Bewegtbild-Entwicklung:
KI warnt, bevor Zuschauer abschalten
Es gibt Filme, bei denen die Zuschauer immer an der gleichen Stelle aus- oder umschalten. Ein Start-up will mit künstlicher Intelligenz herausfinden, warum das so ist, und Videos besser auf Zielgruppen anpassen.
Als Kameramann und Produzent kennt Eugen Gross die Herausforderungen der Medienindustrie. Als ihn ein Sportunfall zu einer beruflichen Auszeit zwang, entschied er sich zusätzlich für ein Medienmanagementstudium und erweiterte so sein Know-how zu den Themen Data Science und Artificial Intelligence.
Im Zuge seiner Masterarbeit "Optimierung von Bewegtbild-Content in Verlagshäusern – Ein Projekt zur Erhöhung der Verweildauer von Nutzern mit Hilfe quantitativer Methoden" fiel ihm auf, dass viel zu wenig Daten genutzt werden, um zu verstehen was der Zuschauer eigentlich will. "Daten müssen mehr bringen, als Zuschauer auf eine Webseite zu locken", ist Gross überzeugt. Damit war die Idee für ein Unternehmen geboren, das sich genau diesem Thema widmet.
Zusammen mit dem Neuroinformatiker Aleksander Koleski wollte Gross die Content-Produktion mithilfe moderner Technologien wie Künstlicher Intelligenz (Machine Learning) effizient gestalten. "Schon beim Fernsehen haben wir das Problem, zu erkennen, warum Zuschauer bei einer Live-Sendung abschalten", sagt Gross. Er habe sich im Rahmen seiner Masterarbeit zahlreiche Videos angeschaut und in 99 Prozent der Fälle habe es eine logische Erklärung gegeben, warum Zuschauer umschalten. "Die Frage war also: Wenn man etwas im Nachhinein erklären kann, inwieweit kann eine Künstliche Intelligenz bei der Vorhersage helfen?", so Gross.
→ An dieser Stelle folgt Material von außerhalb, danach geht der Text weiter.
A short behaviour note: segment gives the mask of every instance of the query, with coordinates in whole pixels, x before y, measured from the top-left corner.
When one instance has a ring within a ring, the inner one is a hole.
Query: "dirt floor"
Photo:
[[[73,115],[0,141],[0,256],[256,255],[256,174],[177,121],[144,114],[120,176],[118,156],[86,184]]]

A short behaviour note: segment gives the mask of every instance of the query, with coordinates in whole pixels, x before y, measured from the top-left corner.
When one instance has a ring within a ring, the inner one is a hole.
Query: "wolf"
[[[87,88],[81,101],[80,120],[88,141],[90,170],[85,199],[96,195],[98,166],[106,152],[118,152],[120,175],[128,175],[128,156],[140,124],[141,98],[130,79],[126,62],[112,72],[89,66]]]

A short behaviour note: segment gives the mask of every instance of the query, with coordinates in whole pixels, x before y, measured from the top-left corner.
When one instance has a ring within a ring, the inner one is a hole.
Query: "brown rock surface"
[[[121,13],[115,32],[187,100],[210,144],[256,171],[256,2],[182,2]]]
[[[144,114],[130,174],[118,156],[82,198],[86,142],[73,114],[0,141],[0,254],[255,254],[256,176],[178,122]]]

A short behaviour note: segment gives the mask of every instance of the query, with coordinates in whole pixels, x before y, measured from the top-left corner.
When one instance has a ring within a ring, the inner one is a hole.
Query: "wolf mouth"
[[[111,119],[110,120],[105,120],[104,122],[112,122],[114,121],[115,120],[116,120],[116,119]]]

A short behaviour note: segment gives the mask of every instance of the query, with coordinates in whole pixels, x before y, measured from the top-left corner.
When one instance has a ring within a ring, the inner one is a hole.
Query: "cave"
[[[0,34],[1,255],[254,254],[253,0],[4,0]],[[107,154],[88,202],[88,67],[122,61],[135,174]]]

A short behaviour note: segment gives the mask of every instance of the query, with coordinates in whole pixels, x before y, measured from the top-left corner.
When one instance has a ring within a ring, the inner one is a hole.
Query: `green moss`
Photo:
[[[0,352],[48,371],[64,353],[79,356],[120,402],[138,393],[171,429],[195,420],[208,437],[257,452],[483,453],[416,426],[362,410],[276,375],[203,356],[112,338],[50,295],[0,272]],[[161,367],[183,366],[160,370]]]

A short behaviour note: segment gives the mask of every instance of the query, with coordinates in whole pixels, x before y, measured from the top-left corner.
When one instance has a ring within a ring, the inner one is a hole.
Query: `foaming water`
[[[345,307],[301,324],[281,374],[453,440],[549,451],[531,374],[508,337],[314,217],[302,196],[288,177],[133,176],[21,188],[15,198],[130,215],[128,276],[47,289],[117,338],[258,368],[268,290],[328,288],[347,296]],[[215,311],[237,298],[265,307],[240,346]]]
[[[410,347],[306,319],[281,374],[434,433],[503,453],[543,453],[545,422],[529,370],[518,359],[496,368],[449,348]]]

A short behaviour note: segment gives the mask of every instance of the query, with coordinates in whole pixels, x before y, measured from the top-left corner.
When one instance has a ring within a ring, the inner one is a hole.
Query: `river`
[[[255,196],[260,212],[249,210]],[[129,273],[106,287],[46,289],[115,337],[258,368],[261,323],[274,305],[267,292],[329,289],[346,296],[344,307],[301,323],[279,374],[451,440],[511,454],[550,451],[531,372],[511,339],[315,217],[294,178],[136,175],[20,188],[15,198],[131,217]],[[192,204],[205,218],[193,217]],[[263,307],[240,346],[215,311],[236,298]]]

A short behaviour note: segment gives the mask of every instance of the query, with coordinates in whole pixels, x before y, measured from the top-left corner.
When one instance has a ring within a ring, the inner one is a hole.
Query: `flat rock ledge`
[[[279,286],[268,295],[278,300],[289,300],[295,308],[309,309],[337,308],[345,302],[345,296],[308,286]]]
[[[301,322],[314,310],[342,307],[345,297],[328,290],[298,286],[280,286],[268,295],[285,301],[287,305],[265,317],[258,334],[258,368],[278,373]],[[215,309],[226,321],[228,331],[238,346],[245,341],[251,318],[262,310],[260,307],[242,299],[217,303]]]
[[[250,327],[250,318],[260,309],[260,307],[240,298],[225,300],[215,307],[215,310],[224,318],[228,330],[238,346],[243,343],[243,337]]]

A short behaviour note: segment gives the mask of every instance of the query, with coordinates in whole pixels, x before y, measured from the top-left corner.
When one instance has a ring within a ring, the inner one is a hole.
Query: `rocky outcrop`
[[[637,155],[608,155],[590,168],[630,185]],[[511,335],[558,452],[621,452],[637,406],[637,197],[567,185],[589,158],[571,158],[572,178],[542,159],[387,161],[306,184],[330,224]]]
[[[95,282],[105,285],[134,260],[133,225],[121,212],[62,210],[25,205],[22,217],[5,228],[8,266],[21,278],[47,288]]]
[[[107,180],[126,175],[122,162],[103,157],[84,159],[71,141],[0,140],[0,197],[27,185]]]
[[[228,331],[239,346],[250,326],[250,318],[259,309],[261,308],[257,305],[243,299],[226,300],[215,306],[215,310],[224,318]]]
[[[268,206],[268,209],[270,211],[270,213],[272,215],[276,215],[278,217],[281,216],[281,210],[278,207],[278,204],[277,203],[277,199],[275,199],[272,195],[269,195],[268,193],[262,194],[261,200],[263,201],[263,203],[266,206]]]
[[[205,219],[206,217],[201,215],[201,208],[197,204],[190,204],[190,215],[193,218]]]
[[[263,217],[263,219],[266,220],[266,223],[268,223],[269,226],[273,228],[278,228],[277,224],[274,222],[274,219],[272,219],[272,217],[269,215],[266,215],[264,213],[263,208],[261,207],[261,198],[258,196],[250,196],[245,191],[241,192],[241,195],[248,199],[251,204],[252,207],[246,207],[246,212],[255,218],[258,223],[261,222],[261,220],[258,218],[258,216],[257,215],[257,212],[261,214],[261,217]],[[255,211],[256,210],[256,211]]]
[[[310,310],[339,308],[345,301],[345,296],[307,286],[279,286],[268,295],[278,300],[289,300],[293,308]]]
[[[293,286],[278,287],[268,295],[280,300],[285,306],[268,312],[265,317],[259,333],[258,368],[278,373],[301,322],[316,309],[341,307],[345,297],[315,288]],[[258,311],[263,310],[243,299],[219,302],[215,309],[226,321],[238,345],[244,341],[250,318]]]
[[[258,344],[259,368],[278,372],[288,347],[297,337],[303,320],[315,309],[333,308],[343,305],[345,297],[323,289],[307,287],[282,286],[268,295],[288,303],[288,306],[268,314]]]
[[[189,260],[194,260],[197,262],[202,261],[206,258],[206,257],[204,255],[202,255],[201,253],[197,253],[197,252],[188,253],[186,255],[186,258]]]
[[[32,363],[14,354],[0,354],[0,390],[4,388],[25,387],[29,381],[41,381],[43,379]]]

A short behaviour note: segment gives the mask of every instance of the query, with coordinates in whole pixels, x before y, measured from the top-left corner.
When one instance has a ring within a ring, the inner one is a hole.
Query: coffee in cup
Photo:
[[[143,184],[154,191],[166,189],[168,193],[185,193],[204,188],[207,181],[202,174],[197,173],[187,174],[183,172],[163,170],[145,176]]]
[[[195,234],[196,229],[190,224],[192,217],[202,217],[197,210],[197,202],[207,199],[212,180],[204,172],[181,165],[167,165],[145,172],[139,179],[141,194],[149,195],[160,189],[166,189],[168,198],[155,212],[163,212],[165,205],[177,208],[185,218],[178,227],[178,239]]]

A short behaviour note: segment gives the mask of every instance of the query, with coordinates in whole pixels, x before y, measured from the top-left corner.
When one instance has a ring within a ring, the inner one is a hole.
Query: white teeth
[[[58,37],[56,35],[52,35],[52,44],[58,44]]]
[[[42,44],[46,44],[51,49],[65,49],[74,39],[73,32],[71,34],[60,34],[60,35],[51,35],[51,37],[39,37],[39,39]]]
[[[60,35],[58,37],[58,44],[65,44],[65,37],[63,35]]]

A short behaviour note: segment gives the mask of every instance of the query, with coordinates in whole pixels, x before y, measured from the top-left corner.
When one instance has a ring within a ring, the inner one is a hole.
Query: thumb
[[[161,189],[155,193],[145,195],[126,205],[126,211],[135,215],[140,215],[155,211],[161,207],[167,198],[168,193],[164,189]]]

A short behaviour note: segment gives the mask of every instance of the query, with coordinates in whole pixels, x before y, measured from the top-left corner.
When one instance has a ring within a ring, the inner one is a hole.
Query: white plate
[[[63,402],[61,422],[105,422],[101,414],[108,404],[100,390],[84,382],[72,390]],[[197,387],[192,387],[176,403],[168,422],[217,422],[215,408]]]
Schlüsseltechnologie Künstliche Intelligenz
Den Vorteil von KI sieht Koleski in der Erweiterbarkeit: "Bei Algorithmen ist der Computer so schlau wie der Programmierer, der den Algorithmus geschrieben hat, bei KI ist er so schlau wie die Daten, die für das Training verwendet wurden." Das sei wie bei Kindern. Wenn man denen genügend Beispiele gebe, würden die auch lernen zu abstrahieren. Ausgestattet mit einem Stipendium machten sich die Unternehmer im Start-up-Dock der TU Hamburg an die Machbarkeitsplanung.
Der nächste große Schritt war die Bewerbung beim Next Media Accelerator (NMA), ein Fonds, an dem führende Medienunternehmen beteiligt sind und ausgewählte Start-ups mit Trainings- und Beratungsangeboten unterstützen. Experten stehen als Mentoren und Sparringspartner zur Verfügung. "Aus diesem Kreis der Berater kam letztlich die Aufforderung an uns, ein Minimum Viable Product, also das kleinste System mit minimalen Anforderungen und Eigenschaften, zu erstellen", erzählt Eugen Gross.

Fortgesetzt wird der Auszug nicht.